We can now install Prometheus onto our server

$ helm install stable/prometheus \
      --namespace monitoring \
      --name prometheus

I would like to add a custom job into prometheus to log my-custom-app deployed in step 1, to do that we need add the following lines to the scrape_configs section of our current prometheus configmap config file:

extra_job.yaml

- job_name: my-custom-app
  scrape_interval: 10s
  kubernetes_sd_configs:
    - role: pod
  relabel_configs:
    - source_labels: [__meta_kubernetes_namespace]
      action: replace
      target_label: k8s_namespace
    - source_labels: [__meta_kubernetes_pod_name]
      action: replace
      target_label: k8s_pod_name
    - source_labels: [__address__]
      action: replace
      regex: ([^:]+)(?::\d+)?
      replacement: ${1}:80
      target_label: __address__
    - source_labels: [__meta_kubernetes_pod_label_app]
      action: keep
      regex: my-custom-app

To get the current prometheus configmap config file:

$ kubectl -n monitoring get cm prometheus-server -o jsonpath="{ .data.prometheus\\.yml }" > prom.yaml

Then use your favorite text editor and add the contents from extra_job.yml into the scrap_configs section of prom.yml.

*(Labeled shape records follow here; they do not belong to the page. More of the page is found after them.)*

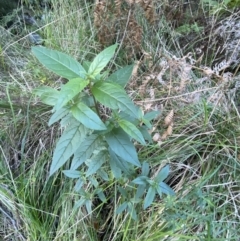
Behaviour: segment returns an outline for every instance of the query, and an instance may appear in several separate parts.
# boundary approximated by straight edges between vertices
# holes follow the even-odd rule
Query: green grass
[[[53,6],[57,7],[41,28],[46,46],[80,62],[92,59],[101,49],[93,28],[93,6],[88,1],[59,5],[55,0]],[[164,132],[164,118],[171,109],[175,114],[173,134],[162,143],[139,147],[138,154],[151,164],[152,175],[170,164],[166,183],[176,196],[156,199],[145,211],[138,207],[139,220],[134,221],[128,213],[115,214],[121,197],[112,179],[102,183],[107,203],[94,200],[92,215],[84,208],[75,210],[80,197],[73,191],[74,181],[62,173],[48,175],[61,130],[58,125],[48,127],[50,110],[32,96],[32,90],[42,83],[59,88],[64,80],[39,65],[29,44],[1,29],[7,40],[0,40],[0,240],[239,240],[239,100],[228,95],[230,85],[219,83],[214,76],[198,82],[204,77],[199,66],[191,70],[193,80],[183,92],[175,88],[179,72],[170,69],[164,74],[166,85],[154,80],[146,85],[155,90],[154,98],[147,91],[140,94],[146,76],[161,71],[163,50],[169,51],[165,54],[171,60],[186,52],[164,16],[154,28],[140,17],[139,22],[144,30],[143,49],[154,64],[143,62],[134,84],[127,87],[129,95],[136,103],[146,101],[143,108],[151,103],[151,108],[161,110],[155,132]],[[121,51],[116,66],[133,61],[126,60]],[[234,81],[238,78],[239,73]],[[214,93],[222,98],[211,101]],[[196,100],[191,102],[190,96]],[[91,192],[88,185],[86,190]]]

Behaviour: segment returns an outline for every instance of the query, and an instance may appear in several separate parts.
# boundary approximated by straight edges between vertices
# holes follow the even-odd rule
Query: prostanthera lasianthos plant
[[[147,130],[159,113],[153,111],[144,115],[125,92],[133,65],[110,75],[104,71],[116,48],[117,44],[112,45],[91,63],[81,65],[64,53],[33,47],[32,53],[45,67],[69,80],[60,90],[41,86],[34,92],[43,103],[53,106],[48,124],[60,121],[64,130],[53,153],[50,176],[70,161],[70,170],[63,173],[77,179],[74,190],[81,198],[76,208],[85,205],[88,213],[92,212],[93,197],[98,196],[102,202],[107,199],[100,182],[115,178],[122,195],[117,213],[128,211],[136,219],[135,208],[145,192],[144,208],[152,204],[156,193],[162,196],[162,193],[172,195],[174,192],[163,182],[169,166],[150,178],[149,164],[141,164],[138,159],[132,140],[141,145],[146,145],[145,140],[151,141]],[[141,168],[140,175],[138,168]],[[93,193],[86,191],[86,183],[94,187]]]

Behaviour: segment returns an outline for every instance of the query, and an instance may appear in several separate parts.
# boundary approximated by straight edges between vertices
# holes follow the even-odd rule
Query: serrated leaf
[[[72,115],[83,125],[93,130],[106,130],[106,126],[88,106],[78,103],[71,108]]]
[[[82,78],[69,80],[65,85],[63,85],[54,110],[59,110],[66,105],[68,101],[72,100],[80,91],[82,91],[88,85],[88,83],[88,80],[84,80]]]
[[[147,126],[148,129],[152,128],[152,124],[149,120],[142,118],[142,122]]]
[[[147,140],[149,143],[152,143],[152,137],[149,134],[146,126],[140,126],[139,131],[141,131],[145,140]]]
[[[135,166],[140,167],[136,149],[129,137],[120,128],[113,129],[107,133],[106,141],[110,149],[120,156],[124,161],[127,161]]]
[[[102,202],[106,202],[107,201],[106,196],[104,195],[104,193],[102,191],[102,188],[99,188],[98,190],[96,190],[96,193],[97,193],[98,197],[100,198],[100,200]]]
[[[166,183],[160,182],[159,187],[160,187],[160,190],[161,190],[162,193],[165,193],[165,194],[171,195],[171,196],[175,195],[175,192]]]
[[[117,44],[114,44],[100,52],[91,63],[88,69],[88,74],[93,77],[98,75],[107,66],[110,59],[114,56],[116,48]]]
[[[155,198],[155,195],[156,195],[155,188],[150,186],[149,189],[148,189],[147,195],[144,199],[144,204],[143,204],[144,209],[148,208],[152,204],[152,202]]]
[[[91,62],[83,61],[83,68],[86,70],[86,72],[88,72],[90,65],[91,65]]]
[[[139,185],[137,187],[137,192],[136,192],[136,195],[135,195],[135,199],[140,199],[143,194],[145,193],[145,190],[146,190],[146,186],[145,185]]]
[[[134,64],[127,65],[122,69],[117,70],[116,72],[111,74],[106,81],[112,81],[124,87],[132,76],[133,67]]]
[[[83,198],[83,197],[81,197],[80,200],[78,200],[78,201],[75,203],[73,209],[75,210],[75,209],[77,209],[77,208],[82,207],[82,206],[85,204],[85,202],[86,202],[86,199]]]
[[[168,177],[170,168],[169,165],[166,165],[164,168],[161,169],[161,171],[158,173],[158,175],[155,178],[156,182],[162,182]]]
[[[110,164],[111,171],[113,173],[113,176],[116,179],[119,179],[122,176],[122,170],[117,166],[117,163],[115,161],[115,158],[117,158],[117,157],[116,157],[115,153],[111,150],[109,153],[110,153],[109,164]],[[114,156],[111,155],[111,153],[114,154]]]
[[[144,119],[151,121],[159,116],[161,112],[160,111],[150,111],[144,115]]]
[[[138,185],[146,185],[147,179],[148,179],[148,177],[140,176],[140,177],[135,178],[132,182],[135,184],[138,184]]]
[[[93,176],[89,177],[89,180],[95,188],[97,188],[99,186],[99,183],[98,183],[97,179],[94,178]]]
[[[86,206],[87,213],[91,214],[92,213],[92,201],[91,200],[86,200],[84,205]]]
[[[94,150],[99,146],[102,138],[97,134],[88,136],[82,143],[80,143],[77,151],[74,153],[72,159],[71,170],[76,170],[82,165],[88,158],[91,157]]]
[[[44,104],[51,106],[54,106],[59,98],[59,91],[49,86],[38,87],[33,90],[33,93],[39,96]]]
[[[122,194],[123,197],[127,198],[127,192],[124,188],[118,186],[118,191]]]
[[[83,184],[84,184],[84,181],[82,180],[82,178],[79,178],[79,179],[77,180],[75,186],[74,186],[75,192],[79,192],[79,191],[81,190]]]
[[[50,167],[50,176],[53,175],[79,147],[79,143],[86,137],[87,129],[79,122],[72,122],[57,142]]]
[[[64,78],[84,78],[86,75],[81,64],[67,54],[42,46],[32,47],[32,53],[45,67]]]
[[[148,176],[149,174],[149,164],[147,162],[143,162],[142,164],[142,175],[143,176]]]
[[[122,213],[126,208],[127,208],[127,203],[124,202],[123,204],[121,204],[121,205],[117,208],[116,214]]]
[[[137,108],[121,86],[115,83],[98,82],[92,88],[94,97],[103,105],[138,118]]]
[[[70,178],[79,178],[81,176],[81,172],[75,170],[64,170],[63,173]]]
[[[99,170],[97,171],[97,174],[98,174],[104,181],[109,181],[108,174],[107,174],[103,169],[99,169]]]
[[[146,145],[142,133],[131,122],[126,120],[120,120],[118,124],[130,137],[140,142],[142,145]]]
[[[95,155],[88,165],[88,170],[86,172],[86,177],[97,172],[99,168],[101,168],[102,164],[106,161],[107,152],[105,150],[100,151],[97,155]]]
[[[55,111],[51,118],[48,121],[48,125],[51,126],[53,123],[59,121],[62,119],[64,116],[66,116],[70,111],[70,108],[67,106],[62,107],[58,111]]]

We’ll redeploy a new configmap resource for our prometheus server:

$ kubectl -n monitoring delete cm prometheus-server
$ kubectl -n monitoring create cm prometheus-server --from-file=prometheus.yml=prom.yml

To see if the configmap was updated correctly, we can proxy into the prometheus server:

$ export POD_NAME=$(kubectl get pods --namespace monitoring -l "app=prometheus,component=server" -o jsonpath="{.items[0].metadata.name}")
$ kubectl --namespace monitoring port-forward $POD_NAME 9090

Access localhost:9090 on your browser, then go to status > targets

And you should find a my-custom-app section with 1 node up

If you go back to the main page on localhost:3000 and query call_count, you should be greated with something like this (don’t worry if the line isn’t long enough, as long as there’s a line there, then it works):

6. Installing and Configuring Grafana

We want grafana to automatically pick up our prometheus data source on deployment. To do so, we need to create two things:

  • A custom configmap resource
  • A sidecar to load all the data sources into grafana on provision

Save configmap.yml from below and deploy it using the command:

$ kubectl apply -f config.yml
$ kubectl get configmaps -n monitoring
NAME                            DATA   AGE
...
prometheus-grafana-datasource   1      1d
...

configmap.yml

apiVersion: v1
kind: ConfigMap
metadata:
  name: prometheus-grafana-datasource
  namespace: monitoring
  labels:
    grafana_datasource: '1'
data:
  datasource.yaml: |-
    apiVersion: 1
    datasources:
    - name: Prometheus
      type: prometheus
      access: proxy
      orgId: 1
      url: http://prometheus-server.monitoring.svc.cluster.local

We now need to create our sidecar to automatically load the datasource on startup:

Save values.yml to a directory and run the following command:

$ helm install stable/grafana \
    -f values.yml \
    --namespace monitoring \ 
    --name grafana

values.yml

sidecar:
  image: xuxinkun/k8s-sidecar:0.0.7
  imagePullPolicy: IfNotPresent
  datasources:
    enabled: true
    label: grafana_datasource

Make sure grafana is running

# kubectl get pods -n monitoring
NAME                                             READY   STATUS    RESTARTS   AGE
...
grafana-8c7466c85-d7gl2                          1/1     Running   0          4m
...

We can now proxy into grafana on port 3000, but first we need the password to access the dashboard:

$ kubectl get secret --namespace monitoring grafana -o jsonpath="{.data.admin-password}" | base64 --decode ; echo

Now create the proxy:

$ export POD_NAME=$(kubectl get pods --namespace monitoring -l "app=grafana,release=grafana" -o jsonpath="{.items[0].metadata.name}")
$ kubectl --namespace monitoring port-forward $POD_NAME 3000

Access localhost:3000 on your browser, enter in username as admin and password as what you got from the previous command and you should be able to configure your dashboard to look something like the image below!

Conclusion

Understanding basic kubernetes automatically grants you +50 neckbeard and sysadmin skills.